Pada masa lampau, makanan ini biasa disantap oleh masyarakat bawah. Sesuai namanya, kere yang dalam bahasa Jawa berarti miskin. Makanan itu adalah tiruan bagi mereka yang tidak mampu membeli sate kambing.
Namun, kini makanan jelata ini justru banyak dicari. Penikmatnya juga dari beragam kalangan. Makanan untuk masyarakat jelata ini menjadi naik kasta.
Salah satu yang menyediakan sate kere sebagai menu andalan adalah Wedangan Lawang Djoendjing. Seperti layaknya wedangan lain, tempat makan ini menyajikan berbagai makanan tradisional, seperti jadah bakar, kolang-kaling, nasi bandeng, hingga pisang owol.
Baca juga:
Nasi Petis, Nasi Campur Bangkalan
Ke Gresik, Jangan Lupa Menyantap Nasi Krawu
Penampakan sate kere ini mirip dengan masakan sate lain, lengkap dengan tusuknya. Namun, tusukan tersebut berisi tempe gembus, tempe yang berasal dari ampas tahu. Hal ini yang membuat sate kere pada masa lampau memiliki harga yang sangat murah.
Sate ini juga dimasak dengan cara dibakar dengan arang. Bumbunya menggunakan bumbu kacang, mirip dengan sate ayam. Dengan tambahan irisan lontong, makanan khas Kota Solo ini cukup nikmat dan mengenyangkan.
Lagi pula, isi tusukan di sate kere saat ini bukan hanya tempe gembus. Ada pula irisan daging sapi serta kikil yang membuat masakan ini semakin lezat.
Jika Anda mengajak anak-anak, sebaiknya langsung pesan sate kere yang tidak pedas. Sebab, juru masak biasanya langsung menambahkan sambal. "Pedas dalam kadar sedang," kata pemilik Wedangan Lawang Djoendjing, Hardi.
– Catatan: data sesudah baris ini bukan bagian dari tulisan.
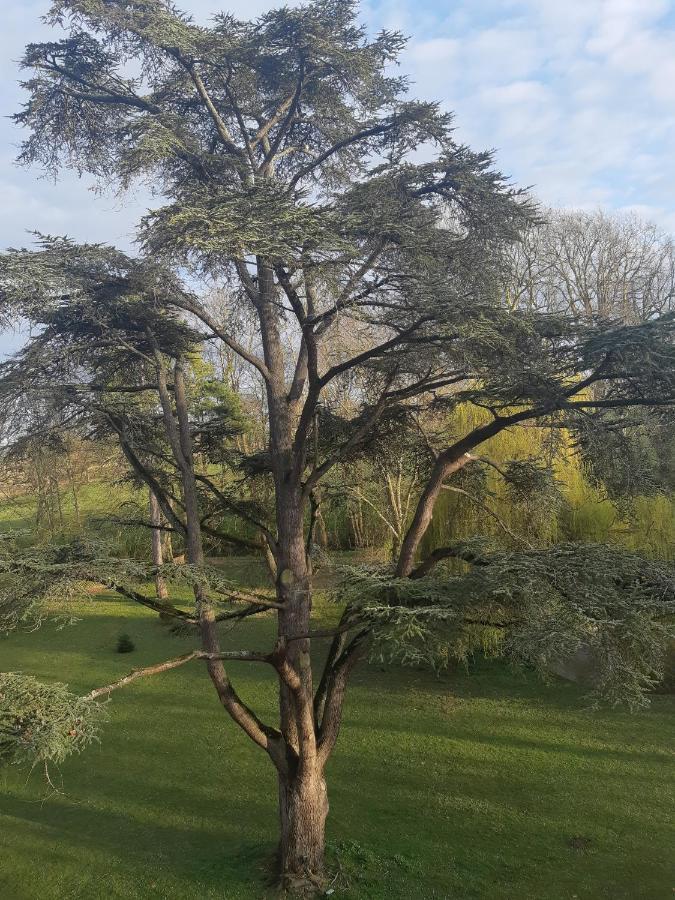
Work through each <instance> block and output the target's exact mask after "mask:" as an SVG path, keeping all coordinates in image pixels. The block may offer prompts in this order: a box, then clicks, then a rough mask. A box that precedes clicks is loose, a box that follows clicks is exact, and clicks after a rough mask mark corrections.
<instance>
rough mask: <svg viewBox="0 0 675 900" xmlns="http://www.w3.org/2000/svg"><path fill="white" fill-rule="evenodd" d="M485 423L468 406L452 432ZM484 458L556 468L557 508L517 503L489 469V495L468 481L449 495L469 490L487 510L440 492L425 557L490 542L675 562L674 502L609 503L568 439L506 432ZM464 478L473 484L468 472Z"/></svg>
mask: <svg viewBox="0 0 675 900" xmlns="http://www.w3.org/2000/svg"><path fill="white" fill-rule="evenodd" d="M484 421H487V414H486V413H483V412H482V411H481V410H477V409H475V408H472V407H470V406H468V405H466V406H462V407H460V408H458V409H457V410H456V411H455V413H454V415H453V418H452V422H451V424H452V426H453V429H455V428H456V431H457V433H459V434H462V433H466V432H467V431H470V430H471V429H472V428H474V427H475V426H476V425H479V424H480V423H481V422H484ZM479 452H480V455H482V456H485V457H487V458H489V459H490V460H492V461H493V462H495V463H497V465H500V466H501V465H503V464H504V463H506V462H507V461H508V460H512V459H518V460H524V459H528V458H532V457H536V458H539V459H544V460H546V461H547V462H550V463H552V466H553V471H554V474H555V479H556V482H557V484H558V489H559V500H558V502H556V501H555V500H554V499H552V498H549V497H545V498H541V497H539V498H536V497H534V498H532V499H522V498H518V499H517V500H516V501H515V502H514V495H513V492H512V491H511V490H510V489H509V487H508V485H507V484H506V483H505V481H504V479H503V478H502V476H501V475H500V474H499V473H498V472H497V471H496V469H494V468H492V467H490V466H488V467H487V468H486V473H485V475H486V479H487V483H486V487H487V491H485V492H478V491H476V490H474V489H473V488H472V485H471V483H470V481H469V482H465V484H460V482H459V481H458V480H457V479H455V480H453V481H451V482H450V486H451V487H459V486H461V487H466V490H467V491H468V492H469V493H471V494H472V495H473V496H476V497H480V500H481V502H482V503H483V506H481V505H479V503H478V502H476V501H474V500H471V499H470V498H469V497H467V496H465V495H463V494H460V493H456V492H454V491H452V490H445V491H443V493H442V495H441V497H440V498H439V500H438V502H437V504H436V509H435V511H434V517H433V520H432V524H431V526H430V528H429V530H428V532H427V535H426V537H425V541H424V545H423V547H422V552H423V553H425V552H429V551H430V550H432V549H433V548H434V547H438V546H442V545H443V544H447V543H448V541H450V540H463V539H468V538H470V537H474V536H476V535H485V536H488V537H490V538H491V539H493V540H494V541H495V542H496V543H497V544H499V545H500V546H505V547H514V548H517V547H521V548H522V547H523V546H524V545H525V544H526V543H530V544H532V545H534V546H547V545H550V544H552V543H554V542H555V541H559V540H572V541H589V542H609V543H619V544H622V545H623V546H625V547H628V548H630V549H632V550H636V551H638V552H640V553H643V554H645V555H647V556H652V557H656V558H660V559H666V560H672V559H675V502H674V498H673V497H672V496H670V497H669V496H666V495H664V494H658V493H657V494H654V495H652V496H638V497H634V498H631V499H626V500H624V501H622V502H621V503H617V502H616V501H614V500H612V499H611V498H610V497H608V496H607V492H606V491H605V489H604V487H603V485H602V484H597V483H594V482H593V480H592V479H591V478H590V477H589V473H588V471H587V469H586V467H585V465H584V462H583V460H582V458H581V456H580V454H579V453H578V451H577V450H575V448H574V446H573V443H572V440H571V437H570V435H569V433H567V432H566V431H564V430H560V429H557V428H556V429H550V428H548V427H537V426H534V425H531V426H527V427H524V426H520V427H516V428H513V429H511V430H506V431H503V432H501V433H500V434H499V435H497V436H496V437H494V438H492V439H491V440H490V441H487V442H486V443H485V444H484V445H483V446H482V447H481V448H480V451H479ZM467 476H468V478H469V479H470V478H471V475H470V473H468V471H467ZM487 509H490V510H492V511H493V512H494V513H495V514H496V515H495V516H493V515H491V514H490V513H489V512H488V511H487ZM497 517H498V518H497ZM498 519H499V520H500V521H501V523H502V524H500V521H498ZM504 526H505V527H504ZM506 529H508V531H507V530H506ZM509 532H511V533H510V534H509Z"/></svg>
Satu porsi lengkap sate kere bisa dinikmati dengan Rp 25 ribu. Selain sate kere, Anda bisa menikmati berbagai minuman hangat tradisional lain, seperti wedang uwuh, teh serai, serta jahe hangat. Lokasi yang cukup luas memungkinkan pelanggan datang dengan berombongan.
Hanya saja, menemukan lokasi wedangan ini memang agak sulit lantaran masuk ke perkampungan. Wedangan ini terletak di Dukuhan Nayu, Kadipiro, Banjarsari, Solo.
Lokasinya berada di sekitar dua kilometer ke arah utara dari Terminal Tirtonadi. Namun, lokasinya akan mudah dicari dengan perangkat peta di ponsel pintar dengan memasukkan kata kunci Lawang Djoendjing.
Selain menikmati makanan, pengunjung bisa menikmati desain bangunan yang penuh nuansa etnik. Menariknya, bangunan itu dibuat dari bahan daur ulang, seperti besi, pelat galvanum, hingga bekas papan iklan. Maklum, pemiliknya juga memiliki usaha di bidang periklanan (advertising).